The problem with attention is that some people simply command it. Sometimes it’s innate.

I doubt that people don’t notice when I walk in a room.

I’m sorry, I probably shouldn’t write stuff like that, right? Pretentious? Full of myself?

But that is the truth. I command attention.

And if you don’t notice me, you’re missing out, and you can feel it.

I bet people hate that about me. I bet people must have hated it even more when I tried to be someone else and not own up to the fact that I get noticed. I’m sorry people, I’m trying, I’m healing, I’m owing up to my flaws.


I can’t believe getting attention is a flaw. In a weird twisted way it is, to me. Because I haven’t done anything to get the attention, I just do. And it used to be the worst thing ever because my mother would shame me for it at all times of the day. I had to pretend to be quiet and timid and shy, to turn away from attention, but at the same time to perform in-front of others and put on a show whenever my mother requested it. Oh the dilemma, to get noticed, or not to get noticed? As if that was something that was ever in my control.

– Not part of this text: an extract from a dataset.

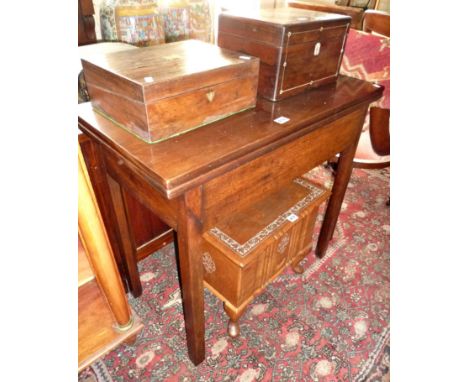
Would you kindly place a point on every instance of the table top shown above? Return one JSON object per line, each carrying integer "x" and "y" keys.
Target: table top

I command attention simply by being. That is the truth. Why has it happened? I don’t know. Why are some better at math than others? Is it wrong to compare the two’s? I do believe that it is a resource, and that I should use it to my advantage, instead of trying to hide it like I have up until now. A wild guess is that I’ve done a shitty job at hiding it anyways, and instead I’ve pissed people off with my inauthenticity. Again, if I’ve caused you pain, I am sorry.


My mother get’s noticed as well, she is beautiful, she is intelligent and she is tactful. But hers doesn’t come even close to the allure of my dad, or mine. And I think that I feel guilty about that. I know that I could outshine her, and it scares me. I know I could command others to make a decision without considering my mothers best interests. I know her words would not stand a chance against mine, would that be my wish. And I think that scares me a lot. Scares me that I’ll become like the people who hurt my mom. Scares me that I might hurt others if I let myself receive the attention. Scares me that the attention really is the problem.

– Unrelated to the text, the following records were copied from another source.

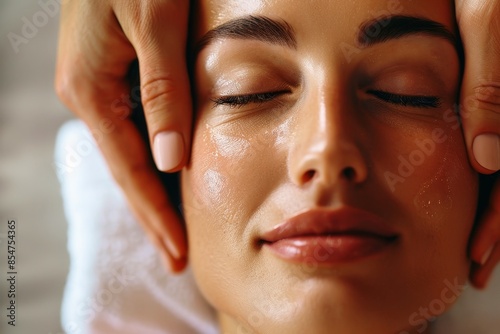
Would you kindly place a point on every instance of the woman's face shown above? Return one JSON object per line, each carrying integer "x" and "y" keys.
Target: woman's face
{"x": 329, "y": 187}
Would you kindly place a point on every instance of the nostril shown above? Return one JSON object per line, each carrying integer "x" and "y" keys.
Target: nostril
{"x": 349, "y": 173}
{"x": 308, "y": 176}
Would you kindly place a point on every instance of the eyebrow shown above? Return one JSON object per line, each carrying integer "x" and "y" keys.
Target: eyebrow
{"x": 260, "y": 28}
{"x": 375, "y": 31}
{"x": 398, "y": 26}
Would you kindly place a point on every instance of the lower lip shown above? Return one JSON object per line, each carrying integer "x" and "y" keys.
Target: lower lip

Sitting at the dining table it really baffles me, how some things are inherently within me, and others are enmeshed without fully ever belonging to me. Some traits I’ve identified with, others I can’t seem to get rid of. All this chaos of traits and personalities lay bare before me like a buffet; pick all you want. There are so many resources available to me, yet so many of them I still fear.


It was unfair of my mother to project my dad onto me. I wonder who I would have become if she had decided to be more gentle with me. To not corner me into attack. Or perhaps, if she had taught me how to speak to her, how to get heard by her. In truth, when dad is heard dad is calm. He is quiet and soft. As am I.

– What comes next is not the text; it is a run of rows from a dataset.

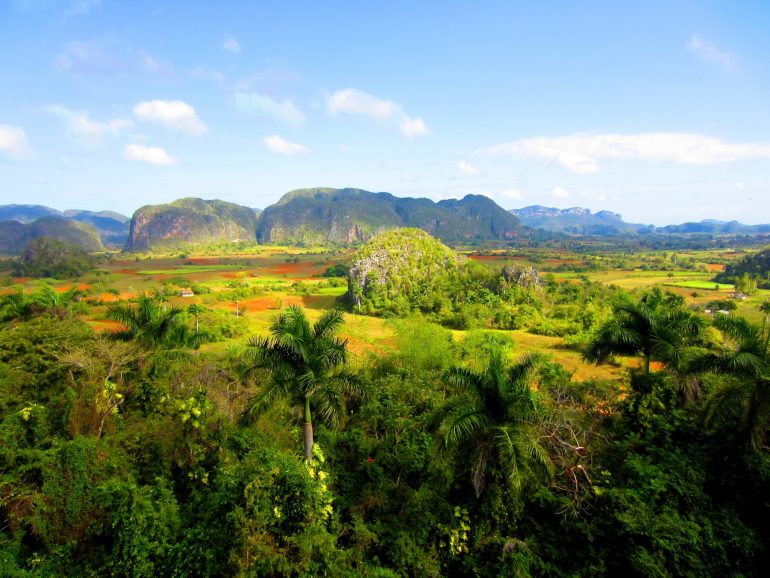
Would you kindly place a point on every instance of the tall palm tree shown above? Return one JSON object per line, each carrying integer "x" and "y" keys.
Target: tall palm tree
{"x": 494, "y": 417}
{"x": 195, "y": 310}
{"x": 656, "y": 327}
{"x": 307, "y": 365}
{"x": 148, "y": 324}
{"x": 745, "y": 356}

And maybe I can’t know for certain, quite yet, if it’s really my trait or not, but I do know that learning about these traits within me have given me first hand information on these traits within my dad, and how to navigate them. Softness and calmness goes a long way, my mother would benefit from knowing that.


Finally, I can be at peace with the unfairness of this situation; somehow I still find my reality to be just.